Quand des médecins toussent ....
Via : CAMUS
Incité à prescrire un médicament de Sanofi, ce médecin tousse
Trop idéaliste, ce médecin ? Il vient de refuser de prescrire un
médicament commercialisé par Sanofi pour lequel la CPAM lui promet un
intéressement. « Éthiquement, ça ne le fait pas », résume-t-il.
« Peut-être que je me suis pris la tête sur un truc sans importance mais
quand même, ce n’est pas logique ! ». Nathanaël (*), médecin
généraliste sud-finistérien, garde en travers de la gorge le dispositif
d’intéressement qui lui a été présenté, cet automne, par une
représentante de la CPAM. « Comme deux-trois fois par an, elle était
venue pour faire le point sur le nombre d’arrêts de travail dispensés,
et la prescription de certains anti-inflammatoires, antibiotiques… Tout
cela fait partie du dialogue nécessaire avec la Sécu. Et puis, ça nous
situe par rapport aux collègues du département, même si on n’a pas la
même patientèle sur la côte que dans le Centre-Bretagne ».
« Ne pas prescrire de médicaments trop chers »
C’est la suite qu’il a moins digérée : la conversation s’est poursuivie
par un topo sur les médicaments « biosimilaires » (ou génériques) que la
Sécurité sociale encourage à prescrire car moins chers que les « bio
référents ». « Si ça s’était arrêté là, je n’aurais rien trouvé à redire
», ponctue le docteur, qui dit avoir à cœur de « ne pas prescrire de
médicaments trop chers pour la même qualité de soins ».
3 % par boîte de Sanofi prescrite
Mais l’échange a continué sur le cas précis de l’insuline, utilisé dans
95 % des cas pour soigner les diabétiques. L’un des « biosimilaires »
est l’insuline asparte de Sanofi, quand le bio-référent (médicament de
référence) est le « Novorapid Flexpen ». Le premier est vendu 23,88 €,
quand le « Novorapid » atteint 33,99 €, soit 10 € plus cher. C’est là
que la déléguée de l’Assurance-maladie lui indique qu’en prescrivant le
biosimilaire, il touchera, la première année, un pourcentage de 30 % sur
la différence, soit 3 % par boîte vendue.
« J’ai vu qu’elle était gênée »
Nathanaël reste interdit. « Attendez, je veux bien qu’on fasse des
économies mais là, éthiquement, ce n’est pas super ». À mesure qu’il
s’insurge, lui reviennent en mémoire les leçons, reçues quand il était
encore interne, « de ne pas rencontrer les représentants des labos, qui
rinçaient les médecins. Et là, on serait payés par la Sécu pour
prescrire un labo, en l’occurrence Sanofi ? Et pourquoi ce labo-là,
d’ailleurs ? ». Il signifie son refus à son interlocutrice – « Elle m’a
dit qu’elle comprenait mon point de vue mais j’ai vu qu’elle était gênée
».
« Trois collègues ont eu la même info »
Le lendemain, il contacte le laboratoire Lilly France, dans le Bas-Rhin,
qui prescrit également de l’insuline rapide. « Il n’était pas au
courant », explique-t-il. Il s’en ouvre aussi à ses collègues. « Trois
d’entre eux ont eu la même info ». D’autres, à Lanvéoc-Poulmic et
Rosporden, notamment, n’ont pas eu le même laïus.
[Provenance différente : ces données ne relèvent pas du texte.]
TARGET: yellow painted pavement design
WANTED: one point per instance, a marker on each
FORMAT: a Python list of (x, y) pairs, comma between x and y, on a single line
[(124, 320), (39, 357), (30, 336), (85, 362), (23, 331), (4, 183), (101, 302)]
Contactée, la CPAM indique qu’il s’agit d’un dispositif national « d’efficience des prescriptions », formalisé dans l’avenant 9 à la convention médicale, « signé entre l’Assurance-maladie et les représentants des professionnels de santé. L’objectif est donc d’informer les médecins sur cette mesure, de leur présenter en pratique l’offre biosimilaire et les modalités d’intéressement. Les médecins restent tout à fait libres de prescrire ou non en biosimilaire ».
« Le pharmacien a-t-il aussi une prime ? »
Sans en faire une montagne, Nathanaël reste offusqué et se perd en
conjectures : « Sur les 10 € de différence, 3 € vont revenir au médecin.
Mais le pharmacien, il faut aussi qu’il joue le jeu, qu’il délivre le
bon médicament. Alors, a-t-il aussi une prime ? Et Sanofi, quel
partenariat a-t-il contracté avec la Sécu pour baisser autant ses tarifs
par rapport aux autres labos ? Et si c’était une façon d’avoir un
retour sur investissement pour son vaccin contre la covid 19,
commercialisé bien plus tard que celui de ses concurrents ? ».